Liam Wentz didn’t seem like a man who was even the least bit afraid of the police.
And right now, that was the most horrifying thing in the world.
She glanced at Orson. He was looking around, clearly searching for some means of either attack or escape, probably both.
“Face front,” Shaq ordered him, with yet another little shake of his gun.
Her heart felt bruised, pounding hard as it was against her ribcage. But Sloane didn’t care if Liam Wentz killed her, so long as Jolie got away.

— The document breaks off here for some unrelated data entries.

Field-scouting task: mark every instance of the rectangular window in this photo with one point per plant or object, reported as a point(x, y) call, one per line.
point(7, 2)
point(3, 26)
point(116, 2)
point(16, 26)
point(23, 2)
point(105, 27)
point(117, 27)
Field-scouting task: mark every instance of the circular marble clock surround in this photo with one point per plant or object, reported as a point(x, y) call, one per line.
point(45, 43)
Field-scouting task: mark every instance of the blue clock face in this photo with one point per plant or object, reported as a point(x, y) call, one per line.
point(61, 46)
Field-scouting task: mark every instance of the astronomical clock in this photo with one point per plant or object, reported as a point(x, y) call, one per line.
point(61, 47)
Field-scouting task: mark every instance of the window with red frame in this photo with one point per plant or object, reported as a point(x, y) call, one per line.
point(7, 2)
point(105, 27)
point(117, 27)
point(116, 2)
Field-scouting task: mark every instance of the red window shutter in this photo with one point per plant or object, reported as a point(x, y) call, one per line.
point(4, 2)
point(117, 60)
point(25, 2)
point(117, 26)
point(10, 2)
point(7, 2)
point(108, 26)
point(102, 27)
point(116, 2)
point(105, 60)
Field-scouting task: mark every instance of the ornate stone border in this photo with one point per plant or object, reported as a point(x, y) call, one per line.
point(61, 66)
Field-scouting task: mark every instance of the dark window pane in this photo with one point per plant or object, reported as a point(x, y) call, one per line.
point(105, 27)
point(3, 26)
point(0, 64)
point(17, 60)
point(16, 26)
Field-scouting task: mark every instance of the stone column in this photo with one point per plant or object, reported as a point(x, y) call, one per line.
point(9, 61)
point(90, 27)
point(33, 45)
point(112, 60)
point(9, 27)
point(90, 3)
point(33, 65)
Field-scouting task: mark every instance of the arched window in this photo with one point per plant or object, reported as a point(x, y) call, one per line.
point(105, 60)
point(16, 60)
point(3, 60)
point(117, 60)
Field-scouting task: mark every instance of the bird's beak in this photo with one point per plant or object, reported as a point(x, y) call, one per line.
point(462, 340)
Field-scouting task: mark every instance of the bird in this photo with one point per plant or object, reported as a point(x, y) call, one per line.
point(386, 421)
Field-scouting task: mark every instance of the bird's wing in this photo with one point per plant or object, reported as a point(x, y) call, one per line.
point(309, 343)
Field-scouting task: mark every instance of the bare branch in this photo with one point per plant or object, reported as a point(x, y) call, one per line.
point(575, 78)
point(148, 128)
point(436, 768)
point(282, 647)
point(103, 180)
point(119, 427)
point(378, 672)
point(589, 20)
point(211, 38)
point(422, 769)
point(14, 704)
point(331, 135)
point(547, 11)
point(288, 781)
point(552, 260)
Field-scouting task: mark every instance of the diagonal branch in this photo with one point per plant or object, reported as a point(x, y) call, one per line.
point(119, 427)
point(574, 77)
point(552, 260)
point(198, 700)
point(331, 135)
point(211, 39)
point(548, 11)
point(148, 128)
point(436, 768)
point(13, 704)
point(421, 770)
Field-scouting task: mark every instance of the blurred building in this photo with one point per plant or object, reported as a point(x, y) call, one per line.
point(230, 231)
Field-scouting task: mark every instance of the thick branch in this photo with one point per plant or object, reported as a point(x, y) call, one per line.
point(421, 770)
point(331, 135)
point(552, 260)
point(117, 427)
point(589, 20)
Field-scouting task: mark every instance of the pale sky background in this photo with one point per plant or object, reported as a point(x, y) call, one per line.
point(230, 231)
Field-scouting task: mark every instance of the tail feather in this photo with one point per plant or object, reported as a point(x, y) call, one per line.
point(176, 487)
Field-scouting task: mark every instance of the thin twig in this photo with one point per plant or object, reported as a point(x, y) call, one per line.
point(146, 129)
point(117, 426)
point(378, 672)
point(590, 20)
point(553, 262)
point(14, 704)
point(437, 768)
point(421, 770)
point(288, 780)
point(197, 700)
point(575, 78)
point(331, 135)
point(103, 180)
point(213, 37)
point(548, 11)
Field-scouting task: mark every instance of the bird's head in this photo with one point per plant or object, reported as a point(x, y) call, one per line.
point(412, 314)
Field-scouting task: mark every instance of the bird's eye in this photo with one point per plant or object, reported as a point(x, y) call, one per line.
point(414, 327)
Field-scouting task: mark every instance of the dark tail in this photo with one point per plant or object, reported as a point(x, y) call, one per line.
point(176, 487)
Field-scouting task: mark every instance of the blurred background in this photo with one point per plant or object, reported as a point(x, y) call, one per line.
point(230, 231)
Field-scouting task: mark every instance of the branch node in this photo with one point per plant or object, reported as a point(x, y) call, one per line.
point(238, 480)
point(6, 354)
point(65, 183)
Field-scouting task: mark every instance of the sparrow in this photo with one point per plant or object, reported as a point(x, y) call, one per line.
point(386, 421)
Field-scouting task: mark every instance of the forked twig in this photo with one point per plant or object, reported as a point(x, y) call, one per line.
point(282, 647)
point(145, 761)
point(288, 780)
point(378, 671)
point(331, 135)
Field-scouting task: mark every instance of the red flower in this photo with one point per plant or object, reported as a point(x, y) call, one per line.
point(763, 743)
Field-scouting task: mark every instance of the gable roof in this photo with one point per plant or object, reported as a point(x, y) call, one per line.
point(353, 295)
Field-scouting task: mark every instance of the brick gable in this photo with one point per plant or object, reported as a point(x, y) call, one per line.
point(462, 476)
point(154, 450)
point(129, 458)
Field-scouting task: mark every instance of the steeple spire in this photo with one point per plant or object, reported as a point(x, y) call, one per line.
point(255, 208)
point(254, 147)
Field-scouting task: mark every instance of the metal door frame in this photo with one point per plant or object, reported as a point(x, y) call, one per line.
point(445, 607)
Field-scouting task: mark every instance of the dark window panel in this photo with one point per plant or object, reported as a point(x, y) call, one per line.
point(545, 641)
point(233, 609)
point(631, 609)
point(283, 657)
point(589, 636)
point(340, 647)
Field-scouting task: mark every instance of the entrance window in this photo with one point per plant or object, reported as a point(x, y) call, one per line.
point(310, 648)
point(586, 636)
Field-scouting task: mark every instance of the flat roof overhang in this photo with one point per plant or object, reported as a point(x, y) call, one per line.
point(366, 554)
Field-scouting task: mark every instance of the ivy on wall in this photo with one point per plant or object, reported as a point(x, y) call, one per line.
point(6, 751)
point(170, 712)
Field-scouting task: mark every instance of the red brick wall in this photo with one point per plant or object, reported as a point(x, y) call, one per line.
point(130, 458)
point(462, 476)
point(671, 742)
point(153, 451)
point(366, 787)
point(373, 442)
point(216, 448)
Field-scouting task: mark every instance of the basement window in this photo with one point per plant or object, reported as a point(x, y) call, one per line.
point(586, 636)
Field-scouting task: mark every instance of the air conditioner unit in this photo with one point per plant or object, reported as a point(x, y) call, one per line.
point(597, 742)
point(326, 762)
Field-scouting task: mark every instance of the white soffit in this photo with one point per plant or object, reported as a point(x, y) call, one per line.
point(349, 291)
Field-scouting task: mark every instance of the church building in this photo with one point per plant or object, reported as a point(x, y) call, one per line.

Her gaze locked on her daughter. She screamed, “RUN!”
Jolie darted for the door.
Wentz grabbed a handful of Sloane’s hair. She clawed a
t his hand, but she couldn’t break free of his grasp.
“Get the girl!” Then he slammed Sloane into the wall.
Pain exploded in her head. Her vision grayed.
Shaq turned toward them, angling for a clear shot.
Wentz pounded her into the wall again.
Sloane fought to remain conscious. Struggled against Wentz’s grip. Flung her body back just enough to obscure Shaq’s shot as the monster kept trying to shove her against the brick on repeat.
Orson ran over to the goon and attempted to tackle him, but that was a suicide mission.
“The girl!” Wentz bellowed.
Shaq swatted Orson back onto the ground where he landed with a heavy THUD.
There was a terrible cacophony from somewhere downstairs, followed almost immediately by an inhuman sounding howl from Jolie.
Miles’s eyelids fluttered then snapped open wide.
“NO!” Sloane cried out, sure the monster’s reinforcements had arrived and her daughter was dead.
But that was when the police rushed into the room.
Chapter Thirty-Three
Melinda
Endings were usually Melinda’s favorite part of anything.
She loved the closure, but even more than that, endings were often the precursor to a new beginning, and a better something else. So much of this particular story was over, but it had paved the way for a future that was brighter than anything the Shellys had imagined twenty years ago.
“Satisfied?” Dominic asked.
She took her husband’s hand as they looked out at their party. “Satisfied is such a relative term.”